Rassurer une industrie en crise

Deezer admet que la situation n’est pas simple, mais qu'il est nécessaire de « rassurer aussi l’industrie sur notre capacité à respecter les contrats. Et cela permet de rentrer plus facilement en contrat avec d’autres sociétés qui étaient réfractaires ». Il y a donc aussi des côtés positifs à l’instauration de frontières, au-delà de la grogne des internautes depuis ce fameux lundi 9.

Autre question : pourquoi griser les titres (on ne saura pas le nombre exact) et non pas les supprimer de la base ? N’est ce pas un facteur supplémentaire de frustration ? « Etant donné qu’à chaque artiste est associé une fiche avec un album, une discographie, une biographie, des groupes de fans…nous avions deux possibilités : soit nous supprimions complètement les artistes et on créait une frustration. Ou alors on supprimait l’accès, tout en laissant le contenu en termes de commentaires, de discographie, etc. On a fait ce choix là ». Voilà pourquoi les Deezernauts se retrouvent avec des artistes listés mais inaudibles... La démarche peut aussi s’analyser comme un coup de pied dans le coffre des producteurs pour les inciter à ouvrir les vannes face au torrent de réclamations…

« On a tous envie de dire qu’avec Internet il n’y a plus de frontière, sauf que l’industrie de la musique raisonne encore en terme de territorialités. On a besoin de rassurer cette industrie car sans eux on ne peux pas vivre » insiste Jonathan Benassaya. « En effet, des Deezernautes ne sont pas contents, c’est normal, mais de l’autre côté il faut que Deezer puisse grandir et qu’on reste encore le bon élève et tant qu’on sera comme cela nous pourrons avancer avec l’industrie. Cette industrie ne va pas bien et dans pareille situation, nous devons les accompagner. La mise à jour au final est aussi de bon augure pour le développement du site et de la société. »

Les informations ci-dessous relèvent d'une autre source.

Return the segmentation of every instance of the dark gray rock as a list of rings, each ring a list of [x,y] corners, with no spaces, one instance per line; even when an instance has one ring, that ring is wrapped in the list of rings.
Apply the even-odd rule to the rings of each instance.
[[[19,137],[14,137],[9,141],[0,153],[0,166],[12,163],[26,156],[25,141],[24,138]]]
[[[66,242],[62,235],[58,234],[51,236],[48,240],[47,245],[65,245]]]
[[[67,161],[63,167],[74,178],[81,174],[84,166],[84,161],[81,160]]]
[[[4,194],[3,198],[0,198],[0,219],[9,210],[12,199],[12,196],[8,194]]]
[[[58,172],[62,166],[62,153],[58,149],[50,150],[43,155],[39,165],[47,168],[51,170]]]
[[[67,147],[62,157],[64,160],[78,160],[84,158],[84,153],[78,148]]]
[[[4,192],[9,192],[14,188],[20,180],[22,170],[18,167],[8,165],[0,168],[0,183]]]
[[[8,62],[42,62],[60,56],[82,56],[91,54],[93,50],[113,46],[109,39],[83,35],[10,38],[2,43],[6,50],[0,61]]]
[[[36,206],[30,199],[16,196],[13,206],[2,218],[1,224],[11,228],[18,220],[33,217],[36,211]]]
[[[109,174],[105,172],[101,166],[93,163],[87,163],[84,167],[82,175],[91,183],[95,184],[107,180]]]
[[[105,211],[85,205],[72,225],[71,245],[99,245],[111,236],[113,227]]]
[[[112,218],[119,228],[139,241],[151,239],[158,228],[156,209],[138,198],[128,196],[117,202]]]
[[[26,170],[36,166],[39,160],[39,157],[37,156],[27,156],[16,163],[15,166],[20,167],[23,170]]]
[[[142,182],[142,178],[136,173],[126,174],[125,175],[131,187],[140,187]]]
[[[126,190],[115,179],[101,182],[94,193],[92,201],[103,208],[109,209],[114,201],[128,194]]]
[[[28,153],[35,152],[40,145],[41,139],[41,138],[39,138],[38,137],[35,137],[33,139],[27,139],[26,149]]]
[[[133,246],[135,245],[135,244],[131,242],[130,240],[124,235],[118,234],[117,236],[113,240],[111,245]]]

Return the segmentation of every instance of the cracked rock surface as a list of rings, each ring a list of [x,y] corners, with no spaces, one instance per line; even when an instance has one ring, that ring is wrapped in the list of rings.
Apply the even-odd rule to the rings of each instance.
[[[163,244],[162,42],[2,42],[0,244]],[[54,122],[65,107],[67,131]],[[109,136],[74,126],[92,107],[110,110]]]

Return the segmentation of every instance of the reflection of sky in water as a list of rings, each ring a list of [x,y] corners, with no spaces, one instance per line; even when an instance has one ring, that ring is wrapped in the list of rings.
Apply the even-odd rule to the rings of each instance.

Des restrictions qui peuvent inciter au téléchargement illicite ?

Reste un hic et de taille : les loyaux services de Deezer ont maintes fois été vantés par Christine Albanel lorsqu’elle parlait de l’accès à l’offre légale comme arme contre le téléchargement illicite. De même l’année 2009 s’annonce sombre pour les ventes de CD.

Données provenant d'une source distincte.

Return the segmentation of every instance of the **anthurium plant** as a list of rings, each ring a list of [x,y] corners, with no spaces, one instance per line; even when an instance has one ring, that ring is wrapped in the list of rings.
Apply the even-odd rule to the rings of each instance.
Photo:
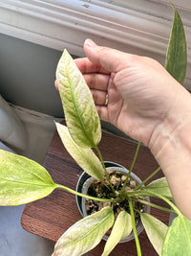
[[[186,43],[183,26],[175,8],[165,67],[180,82],[183,82],[186,70]],[[113,196],[110,198],[92,197],[55,184],[44,167],[26,157],[1,150],[0,205],[28,203],[47,197],[57,188],[96,201],[120,203],[125,198],[129,212],[121,209],[115,218],[113,207],[105,206],[100,211],[83,218],[61,236],[55,244],[53,256],[83,255],[96,246],[109,229],[112,231],[102,256],[109,255],[117,243],[127,237],[132,230],[138,255],[141,255],[135,213],[138,214],[147,236],[159,255],[191,255],[191,221],[172,202],[173,198],[165,177],[149,182],[159,168],[135,188],[129,191],[125,189],[140,143],[138,143],[134,161],[129,167],[129,174],[123,186],[117,192],[115,190],[97,146],[101,140],[101,126],[93,96],[82,74],[66,50],[58,63],[56,79],[67,124],[67,127],[55,124],[59,136],[76,163],[95,179],[100,180]],[[151,203],[144,199],[145,197],[159,198],[170,207],[165,208]],[[172,224],[167,226],[150,214],[135,209],[135,201],[173,212],[177,217]]]

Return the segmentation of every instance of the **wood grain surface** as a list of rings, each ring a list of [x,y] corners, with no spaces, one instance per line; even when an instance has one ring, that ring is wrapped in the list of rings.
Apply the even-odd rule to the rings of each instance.
[[[114,161],[125,166],[127,169],[131,166],[136,148],[137,144],[133,141],[104,132],[99,144],[104,161]],[[54,133],[46,154],[44,167],[55,183],[72,189],[75,189],[78,176],[82,173],[82,170],[66,151],[57,132]],[[143,180],[158,167],[159,165],[150,151],[141,146],[134,173]],[[162,173],[159,172],[155,178],[161,176]],[[155,200],[152,199],[152,202],[165,205],[164,202],[156,198]],[[168,213],[152,209],[152,215],[168,224]],[[56,189],[49,197],[29,203],[23,212],[21,223],[27,231],[55,242],[72,224],[80,219],[81,216],[76,206],[75,197]],[[147,239],[145,231],[138,238],[143,256],[157,255]],[[105,242],[101,241],[89,254],[100,256],[104,244]],[[111,256],[123,255],[137,255],[135,241],[117,244],[111,253]]]

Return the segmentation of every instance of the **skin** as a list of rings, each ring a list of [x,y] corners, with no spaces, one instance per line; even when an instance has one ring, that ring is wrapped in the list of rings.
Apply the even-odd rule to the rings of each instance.
[[[75,63],[100,119],[151,150],[177,206],[191,220],[190,93],[152,58],[97,46],[91,39],[84,51],[87,58]]]

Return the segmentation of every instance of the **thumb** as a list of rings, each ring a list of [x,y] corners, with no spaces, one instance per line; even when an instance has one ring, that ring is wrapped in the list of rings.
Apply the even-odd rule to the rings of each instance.
[[[98,46],[93,40],[86,39],[84,52],[87,58],[95,64],[100,65],[110,72],[117,73],[120,70],[120,63],[130,59],[132,55],[112,48]]]

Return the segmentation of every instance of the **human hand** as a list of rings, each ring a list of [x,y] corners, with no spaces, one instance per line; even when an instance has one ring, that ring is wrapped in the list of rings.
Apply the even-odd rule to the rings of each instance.
[[[75,63],[92,90],[100,119],[151,148],[153,134],[171,116],[182,86],[152,58],[97,46],[90,39],[84,51],[87,58]]]

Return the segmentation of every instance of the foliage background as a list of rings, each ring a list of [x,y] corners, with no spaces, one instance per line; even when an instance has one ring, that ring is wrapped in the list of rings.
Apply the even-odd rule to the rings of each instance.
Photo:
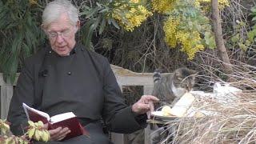
[[[0,1],[0,72],[14,82],[25,58],[47,44],[40,29],[42,9],[47,0]],[[106,0],[72,1],[81,13],[82,28],[77,40],[88,48],[107,57],[110,63],[136,72],[153,72],[156,68],[170,72],[178,67],[188,66],[202,71],[199,64],[214,67],[213,74],[220,74],[219,63],[207,54],[215,55],[216,50],[206,49],[197,53],[193,60],[179,49],[170,49],[166,43],[163,31],[165,16],[154,13],[134,31],[120,28],[107,16],[112,3]],[[150,1],[146,2],[150,3]],[[254,34],[248,42],[248,34],[254,31],[255,22],[251,8],[255,0],[230,0],[230,6],[221,11],[223,38],[230,58],[251,62],[255,58]],[[210,11],[207,14],[210,18]],[[235,63],[235,61],[233,62]]]

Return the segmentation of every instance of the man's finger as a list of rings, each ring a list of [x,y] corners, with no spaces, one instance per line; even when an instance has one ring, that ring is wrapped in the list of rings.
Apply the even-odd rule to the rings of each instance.
[[[70,130],[68,128],[64,128],[60,131],[60,134],[56,138],[58,141],[62,140],[67,134],[70,133]]]
[[[145,98],[145,100],[146,100],[148,102],[150,102],[150,101],[154,101],[154,102],[159,101],[159,99],[157,97],[153,96],[153,95],[143,95],[143,96]]]

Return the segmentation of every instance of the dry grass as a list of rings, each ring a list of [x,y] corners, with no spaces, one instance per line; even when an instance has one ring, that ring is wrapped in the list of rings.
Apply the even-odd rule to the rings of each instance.
[[[184,118],[170,122],[169,128],[176,126],[177,130],[174,137],[171,138],[170,134],[170,138],[167,138],[169,141],[172,139],[169,143],[256,143],[255,67],[239,62],[233,63],[236,65],[233,66],[233,74],[228,76],[232,78],[229,84],[242,90],[242,94],[235,94],[237,100],[223,104],[214,97],[197,97],[194,107],[214,111],[218,114]],[[205,74],[205,74],[206,78],[200,76],[201,78],[207,79],[209,82],[224,82],[214,74],[213,71],[218,70],[209,66],[202,67],[204,68]],[[211,86],[208,86],[212,89]]]

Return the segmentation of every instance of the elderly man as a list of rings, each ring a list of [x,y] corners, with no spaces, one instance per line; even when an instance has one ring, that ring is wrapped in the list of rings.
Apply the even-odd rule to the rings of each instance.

Dans cet environnement, ne faut-il pas craindre que les restrictions imposées par les producteurs n'incitent l’utilisateur à user et abuser de Bittorrent ou RapidShare ? « il y a des choses qu’on pouvait se permettre quand on était petit, aujourd’hui non » avoue le cofondateur de la plateforme qui fait référence à la faculté laissée un temps aux utilisateurs d’uploader tout et n’importe quoi sur l’ancien index, même des albums non ouverts aux droits numériques. « Nous ne sommes pas un site d’UGC (ndlr : User Generated Content) où il y a une zone grise où on ne sait pas s’il y a des droits ou pas. Nous, nous ne pouvons pas nous permettre de ne pas avoir de contenus 100% licites. On est obligé de respecter tout à la règle et de travailler en bonne intelligence avec la musique. »

Une année 2009 décisive

L’année 2009 sera ainsi décisive en termes de modèle à définir : de la publicité audio, le plugin sur iPhone, etc. Le challenge est ainsi de trouver un équilibre et des modèles rémunérateurs qui plaisent aussi à l’internaute. Pour la publicité audio – un choix mis en route prochainement - les choses seront simples : « On va diffuser une publicité audio tous les X morceaux, le X est en train d’être défini. Ce pourra être une publicité pour un annonceur, pour Deezer ou un évènement ». Pas question également de faire de la publicité pour le kilo de carotte vendu au supermarché du coin, Deezer promet une approche « premium » par rapport à la cible. Là encore les algorithmes devraient jouer leurs bons offices.

Derniers détails : l’impossibilité d’exporter les morceaux pour son blog n’est que temporaire. Un bug empêche aussi de reprendre un morceau à l’endroit d’une pause, contraignant l’utilisateur de repartir au début du titre. Il a été signalé et corrigé voilà quelques minutes.